Last Thursday, longtime National Review writer Derbyshire published a piece for Taki's Magazine that urged parents to teach their children to, among other things, not "attend events likely to draw a lot of blacks." The piece was swiftly condemned across the ideological spectrum; on Saturday night National Review Editor Rich Lowry announced that Derbyshire could no longer write for National Review. Lowry did not respond to repeated requests for comment on Weissberg's standing with National Review Tuesday morning.
Weissberg spoke with Media Matters Monday evening about his views and American Renaissance involvement, first noted at LittleGreenFootballs.com.
Asked why he would appear at an event sponsored by American Renaissance, Weissberg defended the group.

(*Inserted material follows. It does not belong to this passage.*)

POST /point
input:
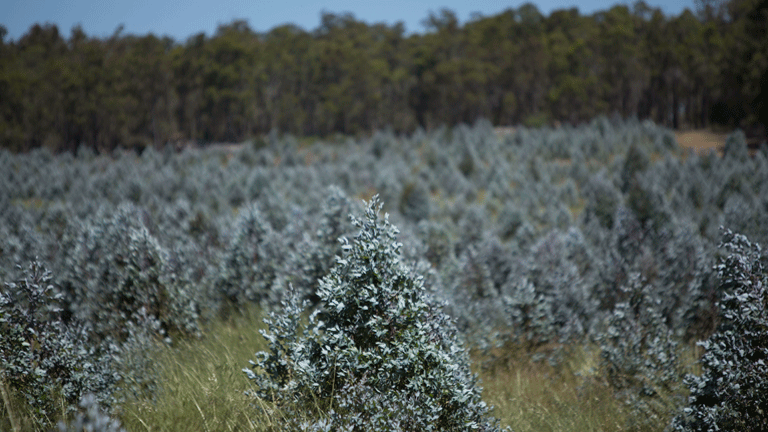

"It really is, it's not a white supremacist, as far as I'm concerned. There are probably people in the organization who are white supremacists, okay. There are probably people in the Democratic party and the Republican party who are also, okay," he said. "But I would not tar an organization by singling out a few members who have odd extreme political views and then labeling the organization as endorsing those views. The problem, if I may digress here a little bit, I am a member of several organizations, sort of conservative, ranging from AR, which is, to much more respectable things and the thing about AR is that they cannot control who shows up. You walk in the door, or you pay your whatever it is, $75 convention fee, and you are part of the crowd, that's it."